Il se félicitait d'organiser les pique-niques les plus majestueux de Newport, un lieu bucolique où il pouvait compter sur son sens de l'organisation et de la gestion pour conduire, à bord d'un bateau, un groupe de personnes bien nées à un verger, où elles pouvaient se délecter des plaisirs de la nature.

Une fois, le président Chester A. Arthur participa à une de ses parties de campagne et passa un excellent moment. «Les divertissements grandioses et raffinés ne sont souvent pas aussi agréables que les badinages à la campagne», déclara McAllister. Une idée bien pratique pour un homme qui n'avait pas les moyens d'organiser un bal grandiose et raffiné dans sa propre demeure.

Society as I Have Found It fourmille par exemple d'idées racistes envers les «foncés» et les personnes de «couleur» de Savannah.

McAllister considérait que les élites, les personnes en vue, étaient comme lui. Dans un passage mémorable des ses mémoires, il défend l'existence des riches. «L'erreur commise par le monde en général est de penser que les personnes les plus en vue sont égoïstes, frivoles et indifférentes au bien-être de leurs semblables, ce qui est une méprise populaire, qui découle tout simplement d'un manque de connaissance du véritable état des choses», écrit-il.

Les gens très en vue, insistait-il, sont des créateurs d'emplois qui «réalisent des dépenses d'argent et permettent sa distribution». Ces personnes étaient des mécènes dans le domaine des arts et empêchaient les États-Unis «de s'installer dans un train-train monotone et de devenir une nation de personnes ne cherchant qu'à gagner et économiser de l'argent, sans rien faire pour égayer leur vie». Mais cette méritocratie du goût prétendument charitable se révélait, bien entendu, n'être qu'une sorte de fiction, recélant en réalité des incitations à toutes sortes d'exclusions.

Society as I Have Found It fourmille par exemple d'idées racistes envers les «foncés» et les personnes de «couleur» de Savannah, et le lecteur appréciera (ou pas) les nombreuses déclarations à propos des «cuisiniers de couleur» qui, bien que possédant des aptitudes naturelles, ne pouvaient pas rivaliser avec les chefs français, qui sont des «artistes».

Le déclin

L'influence de McAllister ne dura pas.
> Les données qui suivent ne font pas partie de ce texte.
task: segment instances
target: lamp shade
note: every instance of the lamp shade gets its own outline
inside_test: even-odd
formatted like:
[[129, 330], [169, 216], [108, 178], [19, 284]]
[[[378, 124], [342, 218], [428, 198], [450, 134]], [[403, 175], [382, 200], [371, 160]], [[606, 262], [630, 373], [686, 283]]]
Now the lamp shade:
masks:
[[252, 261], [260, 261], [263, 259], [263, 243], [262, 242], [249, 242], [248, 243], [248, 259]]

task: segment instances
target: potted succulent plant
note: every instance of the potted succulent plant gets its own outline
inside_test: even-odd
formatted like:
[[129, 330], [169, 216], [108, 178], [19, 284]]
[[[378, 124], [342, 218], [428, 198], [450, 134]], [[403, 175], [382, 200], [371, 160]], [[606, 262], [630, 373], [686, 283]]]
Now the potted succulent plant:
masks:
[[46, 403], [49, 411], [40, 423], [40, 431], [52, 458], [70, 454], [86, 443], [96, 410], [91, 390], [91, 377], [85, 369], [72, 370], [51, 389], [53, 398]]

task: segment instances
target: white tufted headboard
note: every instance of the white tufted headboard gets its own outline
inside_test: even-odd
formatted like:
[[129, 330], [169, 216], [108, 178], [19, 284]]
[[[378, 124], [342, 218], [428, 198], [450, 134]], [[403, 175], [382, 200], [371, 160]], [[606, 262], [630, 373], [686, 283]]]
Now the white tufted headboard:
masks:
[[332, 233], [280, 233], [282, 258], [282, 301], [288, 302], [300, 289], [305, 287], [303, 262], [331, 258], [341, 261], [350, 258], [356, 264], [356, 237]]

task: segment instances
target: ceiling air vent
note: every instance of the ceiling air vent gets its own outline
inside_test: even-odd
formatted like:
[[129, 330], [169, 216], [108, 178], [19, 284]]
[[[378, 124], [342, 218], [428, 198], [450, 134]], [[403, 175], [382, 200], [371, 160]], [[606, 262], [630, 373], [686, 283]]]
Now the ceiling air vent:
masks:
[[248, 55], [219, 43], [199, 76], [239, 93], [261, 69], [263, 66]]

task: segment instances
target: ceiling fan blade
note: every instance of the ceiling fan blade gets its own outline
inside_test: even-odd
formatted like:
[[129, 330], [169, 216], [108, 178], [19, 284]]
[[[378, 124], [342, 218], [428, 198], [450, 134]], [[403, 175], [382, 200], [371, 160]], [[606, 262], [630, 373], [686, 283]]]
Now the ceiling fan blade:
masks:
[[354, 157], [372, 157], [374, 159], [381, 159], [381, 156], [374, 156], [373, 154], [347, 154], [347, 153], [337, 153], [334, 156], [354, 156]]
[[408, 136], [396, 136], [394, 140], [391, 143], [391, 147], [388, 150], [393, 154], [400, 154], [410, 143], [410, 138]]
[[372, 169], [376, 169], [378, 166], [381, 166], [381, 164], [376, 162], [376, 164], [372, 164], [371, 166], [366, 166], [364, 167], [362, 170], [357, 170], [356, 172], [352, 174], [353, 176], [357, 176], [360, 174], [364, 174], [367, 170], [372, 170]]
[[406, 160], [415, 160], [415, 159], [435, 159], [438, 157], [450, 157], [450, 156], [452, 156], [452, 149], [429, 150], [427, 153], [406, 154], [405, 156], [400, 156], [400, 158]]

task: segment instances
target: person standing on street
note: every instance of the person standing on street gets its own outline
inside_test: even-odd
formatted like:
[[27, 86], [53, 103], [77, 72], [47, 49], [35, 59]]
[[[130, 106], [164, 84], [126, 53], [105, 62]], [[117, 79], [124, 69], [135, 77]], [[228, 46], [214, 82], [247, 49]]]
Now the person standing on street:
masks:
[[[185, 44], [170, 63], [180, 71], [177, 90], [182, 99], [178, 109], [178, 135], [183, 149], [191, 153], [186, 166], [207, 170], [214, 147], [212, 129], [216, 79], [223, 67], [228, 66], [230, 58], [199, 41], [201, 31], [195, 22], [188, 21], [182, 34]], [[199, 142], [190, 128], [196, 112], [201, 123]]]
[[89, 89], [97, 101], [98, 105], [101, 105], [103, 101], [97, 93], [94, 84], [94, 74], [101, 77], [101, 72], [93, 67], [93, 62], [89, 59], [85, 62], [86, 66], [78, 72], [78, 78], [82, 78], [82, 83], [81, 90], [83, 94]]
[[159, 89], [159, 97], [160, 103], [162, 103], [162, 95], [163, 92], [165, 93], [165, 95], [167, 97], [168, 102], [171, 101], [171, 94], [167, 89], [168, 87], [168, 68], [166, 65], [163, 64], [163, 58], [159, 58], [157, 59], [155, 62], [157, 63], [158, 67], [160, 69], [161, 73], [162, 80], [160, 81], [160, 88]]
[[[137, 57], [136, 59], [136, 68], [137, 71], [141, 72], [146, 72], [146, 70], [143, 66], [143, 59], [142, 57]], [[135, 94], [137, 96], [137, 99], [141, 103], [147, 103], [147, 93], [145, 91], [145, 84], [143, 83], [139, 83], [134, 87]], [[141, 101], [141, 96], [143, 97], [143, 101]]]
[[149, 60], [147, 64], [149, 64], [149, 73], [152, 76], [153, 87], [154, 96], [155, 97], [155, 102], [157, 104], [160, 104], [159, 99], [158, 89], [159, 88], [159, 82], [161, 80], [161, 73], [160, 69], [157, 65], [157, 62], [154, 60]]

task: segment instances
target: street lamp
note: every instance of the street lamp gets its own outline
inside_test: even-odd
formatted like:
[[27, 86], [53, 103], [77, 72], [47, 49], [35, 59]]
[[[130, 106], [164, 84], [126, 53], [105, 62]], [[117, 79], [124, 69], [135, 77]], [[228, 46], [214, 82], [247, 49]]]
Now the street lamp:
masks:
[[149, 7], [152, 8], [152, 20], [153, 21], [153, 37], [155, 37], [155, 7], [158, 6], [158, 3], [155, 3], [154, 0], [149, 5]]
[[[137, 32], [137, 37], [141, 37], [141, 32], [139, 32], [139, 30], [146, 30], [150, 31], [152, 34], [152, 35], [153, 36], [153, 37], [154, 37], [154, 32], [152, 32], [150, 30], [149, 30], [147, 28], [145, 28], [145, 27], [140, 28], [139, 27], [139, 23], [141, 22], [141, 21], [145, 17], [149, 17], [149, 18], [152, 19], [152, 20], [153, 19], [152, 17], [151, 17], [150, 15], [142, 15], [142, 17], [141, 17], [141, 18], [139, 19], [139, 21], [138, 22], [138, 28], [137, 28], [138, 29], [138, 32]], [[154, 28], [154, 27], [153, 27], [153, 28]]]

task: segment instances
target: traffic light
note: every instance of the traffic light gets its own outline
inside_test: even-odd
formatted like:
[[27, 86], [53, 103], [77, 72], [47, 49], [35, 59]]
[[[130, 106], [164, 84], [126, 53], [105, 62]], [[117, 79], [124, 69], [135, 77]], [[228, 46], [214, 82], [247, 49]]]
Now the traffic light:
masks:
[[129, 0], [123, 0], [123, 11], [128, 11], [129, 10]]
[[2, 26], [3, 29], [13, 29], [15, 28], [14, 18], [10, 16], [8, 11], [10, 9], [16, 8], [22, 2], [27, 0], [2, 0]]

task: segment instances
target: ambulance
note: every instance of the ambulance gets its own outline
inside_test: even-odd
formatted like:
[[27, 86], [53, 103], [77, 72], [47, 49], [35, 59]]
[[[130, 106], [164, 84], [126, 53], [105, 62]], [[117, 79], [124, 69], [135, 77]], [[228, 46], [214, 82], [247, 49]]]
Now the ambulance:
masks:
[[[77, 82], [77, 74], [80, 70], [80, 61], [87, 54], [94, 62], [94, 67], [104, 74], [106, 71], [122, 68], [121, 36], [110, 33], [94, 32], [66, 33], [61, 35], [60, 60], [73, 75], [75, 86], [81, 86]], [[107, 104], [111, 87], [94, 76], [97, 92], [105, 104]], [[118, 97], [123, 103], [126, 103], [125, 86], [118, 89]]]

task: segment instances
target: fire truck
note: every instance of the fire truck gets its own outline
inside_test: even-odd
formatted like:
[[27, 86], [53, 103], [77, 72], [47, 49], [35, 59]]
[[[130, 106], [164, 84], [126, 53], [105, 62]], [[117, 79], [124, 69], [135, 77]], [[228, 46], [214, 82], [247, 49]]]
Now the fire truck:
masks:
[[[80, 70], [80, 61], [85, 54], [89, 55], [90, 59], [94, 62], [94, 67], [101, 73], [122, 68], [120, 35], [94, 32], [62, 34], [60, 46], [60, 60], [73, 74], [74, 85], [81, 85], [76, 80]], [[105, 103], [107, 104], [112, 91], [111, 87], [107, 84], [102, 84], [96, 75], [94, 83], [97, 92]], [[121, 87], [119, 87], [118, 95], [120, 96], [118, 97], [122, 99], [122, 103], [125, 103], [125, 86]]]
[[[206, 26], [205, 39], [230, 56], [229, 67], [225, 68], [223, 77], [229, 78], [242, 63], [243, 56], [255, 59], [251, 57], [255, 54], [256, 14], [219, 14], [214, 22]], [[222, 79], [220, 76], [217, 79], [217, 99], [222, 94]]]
La publication de ses mémoires, en 1890, mit en colère nombre de ses anciens amis. Comme pour beaucoup de personnes ayant gravi l'échelle sociale, il semblerait que la publication de son ouvrage constitua un véritable tournant, déclenchant d'innombrables rancunes que les gens avaient accumulées à l'encontre de McAllister durant toutes ces années.

Les mémoires étalaient trop le linge sale au grand jour et rendaient McAllister pathétique. Après leur publication, le magazine Town Topics, qui avait déjà rapporté des rumeurs sur les Quatre-Cents, se mit à surnommer McAllister «Mr. McHustler» (M. McArnaque). À sa mort, en 1895, écrit Cecilia Tichi, «McAllister et Mrs. Astor s'étaient quittés depuis longtemps. Aussi n'eut-elle pas besoin d'annuler son dîner pour assister à ses funérailles.»

The Gilded Age n'a peut-être pas les coudées assez franches pour dépeindre le véritable pathos de l'histoire de McHustler. Mais au moins, l'acteur qui interprète Ward McAllister l'a compris. Dans une interview pour Town and Country, Nathan Lane a déclaré à propos de ce misérable personnage: «Il n'a pas laissé une grande trace dans l'histoire, Dieu merci. Ne pourrait-on pas arrêter de se juger les uns les autres?!»